Glenn Close

Glenn Close

Overview

* Longtime film actress
* Helped win the early release from prison of a New York woman who had killed her 2-year-old daughter
* Founder and chairwoman of BringChange2Mind, a national campaign whose mission is “to end the stigma and discrimination surrounding mental illness”
* Has given financial support to numerous left-wing candidates and causes


Glenn Close was born on March 19, 1947 in Greenwich, Connecticut, where she also grew up. When Close was seven years old, her parents joined a nondenominational revivalistic religious movement called Moral Re-Armament (MRA), which Close has described as “a cult, where everyone was told to think alike.” For fifteen years Close and her family remained involved with MRA, living in communal centers. During the mid-to-late 1960s, Close toured and performed with an MRA singing group called Up With People.

After graduating in 1965 from Rosemary Hall (now Choate Rosemary Hall)—a highly prestigious private school located in Wallingford, Connecticut—Close attended the College of William & Mary, where she majored in theatre. At age 22, she broke away from MRA.

Close began her professional stage career in 1974 in Love for Love, and was primarily a Broadway actress through the rest of the 1970s and early ’80s when she broke into film.1

In 2005, Close joined the FX television crime series The Shield, playing the role of a precinct captain. In 2007 she starred in an FX series of her own, titled Damages. A six-time Academy Award nominee, Close has earned three Tonys, an Obie, three Emmys, two Golden Globes, and a Screen Actors Guild Award over the course of her acting career. She has also been nominated three times for a Grammy Award and once for a BAFTA.

Close made news headlines in the 1990s when she became a vocal advocate for Precious Bedell, a New York woman who in 1979, when she was a drug-abusing mother of three, had fatally smashed the skull of her 2-year-old daughter—thereby earning a second-degree murder conviction in 1980 and a prison sentence of 25-years-to-life in the Bedford Hills, New York women’s correctional facility. When Close visited that prison in 1991 to do research for a documentary, she met Bedell, who had recently begun counseling fellow inmates on how to be better mothers, and quickly took a strong liking to her.

Before long, Close was actively backing a campaign to free Bedell. In a letter to New York State Governor George Pataki, the actress described the inmate as an articulate and likable woman whom she herself would be perfectly comfortable hiring as a babysitter for her (Close’s) own 9-year-old daughter. During a court bid to reexamine Bedell’s murder conviction, Close wrote a letter to the judge, describing the killer as an “extraordinary” woman who “has become a role model for the women she teaches and counsels within her prison walls.” Further, Close praised Bedell for having written a handbook for jailed parents that would likely “help young mothers under stress” and “save children’s lives.” “She has served many years for an incident that lasted about eight seconds,” said Close. “If she were released now, justice would have been served.”

After Bedell was refused clemency by Governors Mario Cuomo and George Pataki, and was denied her request for a new trial, her legal team found a technicality by which they were able to persuade a Syracuse, New York judge in 1999 to reduce their client’s murder conviction to manslaughter, thereby making her eligible to leave prison immediately.
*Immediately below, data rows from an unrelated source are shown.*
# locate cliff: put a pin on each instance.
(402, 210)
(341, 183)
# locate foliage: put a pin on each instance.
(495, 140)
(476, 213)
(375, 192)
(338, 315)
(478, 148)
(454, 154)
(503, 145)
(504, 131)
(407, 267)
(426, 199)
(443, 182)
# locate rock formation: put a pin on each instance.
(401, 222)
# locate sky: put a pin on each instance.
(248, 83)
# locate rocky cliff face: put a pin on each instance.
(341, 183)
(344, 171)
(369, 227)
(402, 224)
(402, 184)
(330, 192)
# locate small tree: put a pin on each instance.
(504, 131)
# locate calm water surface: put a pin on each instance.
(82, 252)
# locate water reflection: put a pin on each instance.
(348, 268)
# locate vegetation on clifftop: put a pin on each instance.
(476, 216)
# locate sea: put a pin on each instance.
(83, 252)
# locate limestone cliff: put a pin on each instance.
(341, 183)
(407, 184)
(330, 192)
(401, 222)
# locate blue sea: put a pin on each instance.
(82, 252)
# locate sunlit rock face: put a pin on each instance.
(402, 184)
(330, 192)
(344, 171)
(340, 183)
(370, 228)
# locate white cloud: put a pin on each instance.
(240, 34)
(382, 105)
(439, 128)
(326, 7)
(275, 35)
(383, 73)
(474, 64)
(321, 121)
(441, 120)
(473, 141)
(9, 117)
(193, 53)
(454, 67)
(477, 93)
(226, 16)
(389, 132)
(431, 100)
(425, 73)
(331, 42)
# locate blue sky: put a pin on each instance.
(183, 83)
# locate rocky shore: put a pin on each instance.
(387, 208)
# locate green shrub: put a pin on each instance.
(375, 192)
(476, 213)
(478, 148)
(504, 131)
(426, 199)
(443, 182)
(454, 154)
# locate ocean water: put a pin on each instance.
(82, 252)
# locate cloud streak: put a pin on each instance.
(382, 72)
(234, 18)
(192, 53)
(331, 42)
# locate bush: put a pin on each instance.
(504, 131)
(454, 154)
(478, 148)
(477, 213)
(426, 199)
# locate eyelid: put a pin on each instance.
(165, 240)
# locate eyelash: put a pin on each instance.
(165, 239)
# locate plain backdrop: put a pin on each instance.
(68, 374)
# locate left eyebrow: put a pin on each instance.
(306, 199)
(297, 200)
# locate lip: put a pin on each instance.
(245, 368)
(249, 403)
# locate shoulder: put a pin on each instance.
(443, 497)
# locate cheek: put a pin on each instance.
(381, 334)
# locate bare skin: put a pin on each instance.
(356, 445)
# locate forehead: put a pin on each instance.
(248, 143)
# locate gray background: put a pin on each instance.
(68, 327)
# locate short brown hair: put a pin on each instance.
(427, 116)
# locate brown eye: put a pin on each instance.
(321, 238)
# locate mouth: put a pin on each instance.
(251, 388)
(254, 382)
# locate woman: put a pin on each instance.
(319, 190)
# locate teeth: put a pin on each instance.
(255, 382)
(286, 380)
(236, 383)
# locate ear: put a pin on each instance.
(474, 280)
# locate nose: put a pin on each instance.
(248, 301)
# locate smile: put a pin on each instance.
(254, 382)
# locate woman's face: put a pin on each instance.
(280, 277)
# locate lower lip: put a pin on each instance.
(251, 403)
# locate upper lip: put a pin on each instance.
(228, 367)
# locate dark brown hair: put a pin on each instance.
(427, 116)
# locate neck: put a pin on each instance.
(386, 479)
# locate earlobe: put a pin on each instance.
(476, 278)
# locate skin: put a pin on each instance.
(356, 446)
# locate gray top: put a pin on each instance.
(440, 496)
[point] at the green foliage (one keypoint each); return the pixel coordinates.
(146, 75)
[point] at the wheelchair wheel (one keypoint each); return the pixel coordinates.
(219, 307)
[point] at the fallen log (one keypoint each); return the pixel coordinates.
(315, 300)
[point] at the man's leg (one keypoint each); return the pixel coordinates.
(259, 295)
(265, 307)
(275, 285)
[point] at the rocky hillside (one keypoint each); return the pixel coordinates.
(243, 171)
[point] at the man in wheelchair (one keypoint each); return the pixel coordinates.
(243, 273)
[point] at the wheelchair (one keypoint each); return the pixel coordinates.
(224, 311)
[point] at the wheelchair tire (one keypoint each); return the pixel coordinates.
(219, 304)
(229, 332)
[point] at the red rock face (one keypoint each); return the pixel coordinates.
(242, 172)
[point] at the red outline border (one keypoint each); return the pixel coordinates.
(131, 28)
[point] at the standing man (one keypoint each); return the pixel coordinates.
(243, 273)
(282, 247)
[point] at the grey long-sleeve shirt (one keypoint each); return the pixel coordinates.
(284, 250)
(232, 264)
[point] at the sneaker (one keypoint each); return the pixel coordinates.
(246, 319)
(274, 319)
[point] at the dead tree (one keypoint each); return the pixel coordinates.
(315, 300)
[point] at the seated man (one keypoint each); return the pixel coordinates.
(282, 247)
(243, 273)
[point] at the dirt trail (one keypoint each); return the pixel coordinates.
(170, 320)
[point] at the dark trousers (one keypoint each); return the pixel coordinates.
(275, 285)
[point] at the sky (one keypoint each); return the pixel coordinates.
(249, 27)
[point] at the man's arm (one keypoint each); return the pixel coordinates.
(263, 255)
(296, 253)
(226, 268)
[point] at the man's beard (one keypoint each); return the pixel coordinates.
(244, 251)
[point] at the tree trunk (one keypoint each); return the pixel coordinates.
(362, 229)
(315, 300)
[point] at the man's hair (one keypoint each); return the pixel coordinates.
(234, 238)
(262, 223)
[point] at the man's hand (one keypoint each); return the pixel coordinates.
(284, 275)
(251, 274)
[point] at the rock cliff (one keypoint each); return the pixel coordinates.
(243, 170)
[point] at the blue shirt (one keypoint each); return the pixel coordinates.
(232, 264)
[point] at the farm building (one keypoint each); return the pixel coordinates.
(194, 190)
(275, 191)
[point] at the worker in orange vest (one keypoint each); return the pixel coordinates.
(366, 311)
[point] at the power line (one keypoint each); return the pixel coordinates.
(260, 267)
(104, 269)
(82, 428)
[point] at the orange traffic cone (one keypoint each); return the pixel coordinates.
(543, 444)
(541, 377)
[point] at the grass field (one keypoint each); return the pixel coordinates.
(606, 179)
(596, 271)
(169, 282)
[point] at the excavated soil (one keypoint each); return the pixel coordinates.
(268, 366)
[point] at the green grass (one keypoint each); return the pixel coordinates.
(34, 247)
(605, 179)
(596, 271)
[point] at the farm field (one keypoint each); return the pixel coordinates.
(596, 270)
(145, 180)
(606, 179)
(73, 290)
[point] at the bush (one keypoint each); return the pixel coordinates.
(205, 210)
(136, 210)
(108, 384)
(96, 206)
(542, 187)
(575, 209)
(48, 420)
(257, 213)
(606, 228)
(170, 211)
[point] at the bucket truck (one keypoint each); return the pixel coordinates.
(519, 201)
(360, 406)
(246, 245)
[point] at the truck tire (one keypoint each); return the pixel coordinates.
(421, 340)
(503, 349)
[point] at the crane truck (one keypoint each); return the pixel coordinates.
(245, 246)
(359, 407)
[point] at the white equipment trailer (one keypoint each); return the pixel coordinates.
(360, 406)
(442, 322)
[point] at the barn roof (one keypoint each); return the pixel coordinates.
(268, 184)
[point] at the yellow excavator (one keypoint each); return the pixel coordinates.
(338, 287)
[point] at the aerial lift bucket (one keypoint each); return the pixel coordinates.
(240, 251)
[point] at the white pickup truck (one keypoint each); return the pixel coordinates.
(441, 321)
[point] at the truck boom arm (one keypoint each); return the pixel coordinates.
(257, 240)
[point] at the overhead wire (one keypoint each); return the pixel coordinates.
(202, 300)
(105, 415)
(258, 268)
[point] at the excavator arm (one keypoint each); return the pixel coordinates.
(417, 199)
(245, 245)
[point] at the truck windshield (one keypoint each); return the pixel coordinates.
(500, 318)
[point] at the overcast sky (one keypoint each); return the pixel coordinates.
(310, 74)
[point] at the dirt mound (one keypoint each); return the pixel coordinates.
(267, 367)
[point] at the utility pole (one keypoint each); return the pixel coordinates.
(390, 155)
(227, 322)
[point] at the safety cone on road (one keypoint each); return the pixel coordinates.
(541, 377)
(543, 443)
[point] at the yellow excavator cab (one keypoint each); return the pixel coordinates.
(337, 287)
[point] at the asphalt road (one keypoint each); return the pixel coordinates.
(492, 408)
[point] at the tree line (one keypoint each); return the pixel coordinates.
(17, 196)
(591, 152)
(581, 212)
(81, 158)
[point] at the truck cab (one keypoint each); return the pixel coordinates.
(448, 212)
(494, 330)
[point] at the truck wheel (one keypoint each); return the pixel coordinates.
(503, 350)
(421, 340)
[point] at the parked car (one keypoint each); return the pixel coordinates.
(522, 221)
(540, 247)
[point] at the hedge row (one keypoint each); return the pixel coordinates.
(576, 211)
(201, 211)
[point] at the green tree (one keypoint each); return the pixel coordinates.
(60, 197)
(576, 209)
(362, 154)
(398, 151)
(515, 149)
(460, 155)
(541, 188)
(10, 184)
Said former investigator John Murphy at that time: “If it wasn’t for Glenn Close, Precious Bedell would still be sitting in prison for her whole sentence.”

Close is the founder and chairwoman of BringChange2Mind, a national campaign whose mission is “to end the stigma and discrimination surrounding mental illness through widely distributed Public Education Materials based on the latest scientific insights and measured for effectiveness.”

Over the years, Close has given financial support to the political campaigns of numerous leftist candidates, including Barbara Boxer, Hillary Clinton, Howard Dean, John Edwards, Dianne Feinstein, Ted Kennedy, and Barack Obama. She has also donated to the Democratic National Committee, EMILY’s List, and Voters For Choice.

NOTE:

1 Her first film role was in The World According to Garp (1982), which she followed up with supporting roles in The Big Chill (1983) and The Natural (1984). She also earned critical acclaim with her performances in Fatal Attraction (1987), Dangerous Liaisons (1988), and Reversal of Fortune (1990).